Dando rienda a mis inquietudes lesbicos

¦ By amante el 26/05/16 ¦ 0 fotos porno ¦ Descripcion: Nunca había tenido una experiencia con una mujer, siempre me había considerado heterosexual hasta entonces. Si bien es cierto, que...
Nunca había tenido una experiencia con una mujer, siempre me había considerado heterosexual hasta entonces. Si bien es cierto, que a lo largo de mi vida me he sentido atraída por mujeres, nunca había dado rienda a mis inquietudes, tan es así que me casé hace unos 4 años, durante mi matrimonio le he sido infiel a mi marido unas cuantas veces con unos chicos maravillosos, y esta ocasión que les contaré como le fui infiel a mi esposo con una mujer.

Rosanna, mi actual amante, apareció en mi vida cuando no la esperaba, yo estaba establecida con mi esposo, las ideas de estar con una mujer se habían alejado hacía ya tiempo de mi mente, más de pronto ella se cruzó en mi camino, al instante de verla me sentí atraída por ella. Es una compañera de trabajo recién llegada tan solo llevaba un mes, cruzábamos miradas a cada instante, eran miradas que decían algo más... había algo oculto.

En una ocasión tuvimos que salir fuera juntas, por camión, a pesar de ir solas en todo el camión nos sentamos una junto a la otra, llevábamos como 15 minutos de camino, cuando ella estiró sus brazos y los pegó a mis tetas, yo sentí correr electricidad por mi cuerpo, me miró, se sonrió y fue cuando yo supe que ella me deseaba tanto como yo, crucé mi brazo y le cogí de la cara le miré a los ojos y le sonreí.

Más tarde después de ir platicando ella recargó su cabeza en mi hombro, yo comencé a acariciar su pelo, siempre rozando sus tetas con mi brazo, podía sentir su pezón erecto, su respiración caliente, entonces zafé mi brazo para rodearla con él, y ella se pegó a mi pecho, puso su mano entre mis tetas y su cara y comenzó a jugar con ellas, el chofer nos veía por su espejo retrovisor, a mí no me importaba, yo quería sentirla.

Ese viaje fue solo eso, más al volver, como a las dos semanas salimos juntas a comer, después la invité a casa a tomar unas cervezas, mi esposo andaba fuera de pesca con sus amigos.

Nos fuimos a casa y ahí estuvimos platicando, bebiendo, nos sentamos en diferente sillón, al final terminé sentándome junto a ella, demasiado cerca, entonces, ella me quiso enseñar unos aretes nuevos que había comprado, me acerqué todo lo que pude a ella, y la besé en el cuello, ella se hizo para atrás, como muestra de rechazo, pero yo me acerqué de nuevo, esta vez a sus labios, puse mis labios en sus labios, comencé a besarlos, suave, tiernamente, hasta sentir que ella cedía, entonces comencé a meter mi lengua y ella soltó la suya y comenzó a besarme desenfrenadamente, empezó a meterme mano por donde podía, nos sacamos la blusa, el pantalón, y nos quedamos en calzón y brassier, nos fuimos a mi recámara, besándonos por el camino, al llegar a mi recamara nos tiramos en la cama, fue entonces que yo le saqué el brasier, y el calzón, hice lo mismo con los míos y comencé a besarla toda, sus tetas eran grandes, lindas, pasaba la punta de mi lengua por su pezón erecto y ella se revolvía en la cama, fui bajando, comencé a besar su vientre, y ella me ponía sus manos en mi cabeza, empujándola hacia abajo, abrió sus piernas, y prácticamente metió mi cabeza entre ellas, yo comencé a chupar, a chupar, a chupar, ella gemía y gemía, metía mi lengua en su vagina y sentía viscoso...
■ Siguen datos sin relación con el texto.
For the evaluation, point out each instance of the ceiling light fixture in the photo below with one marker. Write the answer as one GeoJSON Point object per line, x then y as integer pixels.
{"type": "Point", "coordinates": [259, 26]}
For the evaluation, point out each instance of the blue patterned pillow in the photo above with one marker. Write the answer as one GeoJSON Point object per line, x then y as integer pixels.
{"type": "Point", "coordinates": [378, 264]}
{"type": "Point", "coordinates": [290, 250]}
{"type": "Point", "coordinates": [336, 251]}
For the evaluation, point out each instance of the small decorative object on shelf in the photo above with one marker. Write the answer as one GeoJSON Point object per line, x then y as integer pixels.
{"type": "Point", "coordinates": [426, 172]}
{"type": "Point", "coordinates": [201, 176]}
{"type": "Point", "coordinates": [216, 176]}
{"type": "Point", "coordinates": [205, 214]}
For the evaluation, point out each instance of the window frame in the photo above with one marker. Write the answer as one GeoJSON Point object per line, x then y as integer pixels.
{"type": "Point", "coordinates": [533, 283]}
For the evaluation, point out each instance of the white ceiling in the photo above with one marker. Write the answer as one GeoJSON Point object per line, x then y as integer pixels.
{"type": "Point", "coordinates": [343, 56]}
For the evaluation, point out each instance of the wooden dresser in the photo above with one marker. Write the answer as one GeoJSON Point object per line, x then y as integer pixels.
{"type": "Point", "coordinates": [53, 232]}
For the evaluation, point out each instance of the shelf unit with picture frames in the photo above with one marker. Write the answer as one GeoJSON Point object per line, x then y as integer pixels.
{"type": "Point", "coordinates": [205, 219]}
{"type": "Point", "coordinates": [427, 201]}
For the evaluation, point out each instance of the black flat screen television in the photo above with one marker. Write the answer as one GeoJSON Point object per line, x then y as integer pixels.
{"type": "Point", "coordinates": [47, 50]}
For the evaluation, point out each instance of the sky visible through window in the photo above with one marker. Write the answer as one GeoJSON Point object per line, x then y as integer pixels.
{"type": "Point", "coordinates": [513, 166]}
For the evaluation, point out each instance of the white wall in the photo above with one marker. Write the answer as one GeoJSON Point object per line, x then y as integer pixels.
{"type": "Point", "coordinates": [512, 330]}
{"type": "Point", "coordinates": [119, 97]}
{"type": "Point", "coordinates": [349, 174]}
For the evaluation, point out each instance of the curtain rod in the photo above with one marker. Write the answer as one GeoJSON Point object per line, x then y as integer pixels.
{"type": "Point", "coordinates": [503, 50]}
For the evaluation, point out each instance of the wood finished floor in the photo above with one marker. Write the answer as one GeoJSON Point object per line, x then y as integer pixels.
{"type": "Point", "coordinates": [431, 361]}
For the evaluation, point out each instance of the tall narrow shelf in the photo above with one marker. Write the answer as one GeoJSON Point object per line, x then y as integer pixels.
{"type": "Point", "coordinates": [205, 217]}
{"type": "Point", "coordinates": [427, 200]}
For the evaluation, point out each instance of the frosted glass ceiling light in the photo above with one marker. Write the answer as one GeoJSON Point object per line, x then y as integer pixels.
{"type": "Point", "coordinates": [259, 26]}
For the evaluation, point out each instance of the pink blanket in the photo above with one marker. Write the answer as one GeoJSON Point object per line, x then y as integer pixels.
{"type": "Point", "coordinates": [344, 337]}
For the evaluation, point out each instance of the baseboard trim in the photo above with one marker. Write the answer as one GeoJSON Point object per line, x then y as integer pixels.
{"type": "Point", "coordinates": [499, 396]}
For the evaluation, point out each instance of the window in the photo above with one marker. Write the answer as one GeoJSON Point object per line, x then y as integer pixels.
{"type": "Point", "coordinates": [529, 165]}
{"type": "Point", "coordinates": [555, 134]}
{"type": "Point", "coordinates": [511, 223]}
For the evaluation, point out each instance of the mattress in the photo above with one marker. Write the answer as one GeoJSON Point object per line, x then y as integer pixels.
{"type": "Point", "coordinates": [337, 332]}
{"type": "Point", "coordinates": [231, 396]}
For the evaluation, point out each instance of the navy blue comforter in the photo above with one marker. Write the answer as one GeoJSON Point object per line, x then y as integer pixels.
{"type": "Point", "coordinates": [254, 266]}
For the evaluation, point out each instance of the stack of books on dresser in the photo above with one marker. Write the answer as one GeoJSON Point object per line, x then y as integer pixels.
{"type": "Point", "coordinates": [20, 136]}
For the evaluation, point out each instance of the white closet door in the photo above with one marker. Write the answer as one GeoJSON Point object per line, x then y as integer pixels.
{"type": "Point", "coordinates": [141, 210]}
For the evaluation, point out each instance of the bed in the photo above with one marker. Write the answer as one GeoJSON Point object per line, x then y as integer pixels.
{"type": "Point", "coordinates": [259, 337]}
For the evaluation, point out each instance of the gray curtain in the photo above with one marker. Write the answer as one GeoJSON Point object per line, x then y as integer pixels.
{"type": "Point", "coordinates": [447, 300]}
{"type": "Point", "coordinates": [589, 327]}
Pasaba mi lengua por su clítoris y sentía como se estremecía, comencé a meter un dedo en su vagina, la exploré, busqué sus puntos de placer, comencé a jalar humedad hacia su ano comencé a jugar ahí, ella solo me decía: así, así Lola, así, así Lola, le metí tres dedos en la vagina y comencé con el mete saca, sin cansarme, resbalaba completamente, estaba empapada, comencé a sentir como se contraía su vagina y teniendo los tres dedos adentro, los abrí, entonces ella pegó un grito de placer, se ve que le encantó.
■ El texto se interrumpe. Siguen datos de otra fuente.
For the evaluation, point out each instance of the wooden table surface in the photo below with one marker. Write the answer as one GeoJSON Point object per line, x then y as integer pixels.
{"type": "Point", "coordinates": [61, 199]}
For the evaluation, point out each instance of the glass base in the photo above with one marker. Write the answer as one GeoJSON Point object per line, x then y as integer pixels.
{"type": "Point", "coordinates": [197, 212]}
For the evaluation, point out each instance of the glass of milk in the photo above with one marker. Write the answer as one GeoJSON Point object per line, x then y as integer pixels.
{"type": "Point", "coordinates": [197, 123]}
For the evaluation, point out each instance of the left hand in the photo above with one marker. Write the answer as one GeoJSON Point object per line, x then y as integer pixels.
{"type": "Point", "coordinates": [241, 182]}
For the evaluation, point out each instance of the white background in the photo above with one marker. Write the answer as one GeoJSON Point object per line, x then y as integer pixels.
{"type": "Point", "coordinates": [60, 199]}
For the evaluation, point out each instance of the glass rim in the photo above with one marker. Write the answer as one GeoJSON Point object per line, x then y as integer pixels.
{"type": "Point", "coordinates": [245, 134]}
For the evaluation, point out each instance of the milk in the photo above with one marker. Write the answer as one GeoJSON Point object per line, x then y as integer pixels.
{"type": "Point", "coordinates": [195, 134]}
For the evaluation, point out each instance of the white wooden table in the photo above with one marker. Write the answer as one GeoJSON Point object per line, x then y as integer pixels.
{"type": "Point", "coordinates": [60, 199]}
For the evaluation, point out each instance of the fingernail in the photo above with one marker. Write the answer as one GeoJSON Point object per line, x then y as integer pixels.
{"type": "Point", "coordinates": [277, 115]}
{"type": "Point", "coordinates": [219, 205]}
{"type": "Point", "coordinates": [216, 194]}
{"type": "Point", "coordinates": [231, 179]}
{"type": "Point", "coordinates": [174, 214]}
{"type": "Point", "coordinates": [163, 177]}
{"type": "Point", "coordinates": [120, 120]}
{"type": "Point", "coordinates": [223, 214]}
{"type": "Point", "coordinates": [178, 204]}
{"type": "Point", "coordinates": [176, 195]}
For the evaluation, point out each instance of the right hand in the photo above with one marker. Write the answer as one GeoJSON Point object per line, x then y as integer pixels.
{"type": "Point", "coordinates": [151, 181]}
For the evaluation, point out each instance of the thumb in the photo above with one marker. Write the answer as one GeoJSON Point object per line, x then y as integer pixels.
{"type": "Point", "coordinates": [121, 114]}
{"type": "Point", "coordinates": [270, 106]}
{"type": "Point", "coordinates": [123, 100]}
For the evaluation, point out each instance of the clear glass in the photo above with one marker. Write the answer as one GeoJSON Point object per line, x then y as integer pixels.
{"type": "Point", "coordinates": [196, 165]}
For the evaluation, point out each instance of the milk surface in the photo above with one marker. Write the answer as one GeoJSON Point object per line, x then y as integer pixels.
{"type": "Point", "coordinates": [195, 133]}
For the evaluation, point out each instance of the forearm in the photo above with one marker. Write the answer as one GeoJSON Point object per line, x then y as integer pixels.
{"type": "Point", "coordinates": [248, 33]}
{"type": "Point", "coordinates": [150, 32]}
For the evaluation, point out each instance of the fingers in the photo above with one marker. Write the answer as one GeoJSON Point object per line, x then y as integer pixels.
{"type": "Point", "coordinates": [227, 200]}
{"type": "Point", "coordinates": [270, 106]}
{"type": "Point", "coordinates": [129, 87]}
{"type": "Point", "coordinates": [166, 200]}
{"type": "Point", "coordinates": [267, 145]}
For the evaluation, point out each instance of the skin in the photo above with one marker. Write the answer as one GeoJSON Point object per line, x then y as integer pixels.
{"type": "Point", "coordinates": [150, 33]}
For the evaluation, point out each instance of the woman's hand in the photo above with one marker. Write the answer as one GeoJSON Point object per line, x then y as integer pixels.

Llegamos juntas al orgasmo sin yo tocarme, entonces le tocó su turno a ella, se ve que ella tenía más experiencia que yo, me hizo llegar al orgasmo unas 5 veces más hasta que perdí la conciencia.

Desde entonces, siempre buscamos momentos para estar juntas, como pareja funcionamos muy bien, no hay celos, ella me tiene solo a mí, yo tengo a mi esposo y a ella, le cuento de mis aventuras con él y eso a ella la pone a mil.